The NFL has stated in federal court documents that it expects nearly a third of retired players to develop long-term cognitive problems and that the conditions are likely to emerge at a younger age than in the general population.
Despite the NFL’s disputes over the years against evidence that its players had a high rate of severe brain damage, the findings were found and prepared by actuaries hired by the league and provided to the United State District Court judge presiding over the settlement between the NFL and 5,000 former players who sued the league, claiming that it had hidden and downplayed the dangers of concussions from them.
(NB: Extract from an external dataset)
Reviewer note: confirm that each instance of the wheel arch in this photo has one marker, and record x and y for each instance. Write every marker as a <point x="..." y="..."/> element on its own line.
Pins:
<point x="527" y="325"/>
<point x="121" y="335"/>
The findings are forecasting that the players will develop these long-term cognitive problems at a notably younger age than the general population. The findings also confirm what scientists have said for years: that playing football increases the risk of developing neurological conditions like chronic traumatic encephalopathy, a degenerative brain disease that can only be identified in an autopsy.
Due to this research, the league may be pressured to acknowledge the connection between football and brain diseases. However, an NFL spokesman’s lawyer said the findings were inflated due to the fact that they were solely based on medical diagnoses reported by the players who sued the league. He said the findings “do not reflect a prediction of the number of players who will suffer injuries. They are intended to show the court that even if unexpectedly high numbers of players were injured, there still would be sufficient money to pay the claims.”
The actuarial numbers were released by the NFL and representatives of retired players who are suing the league.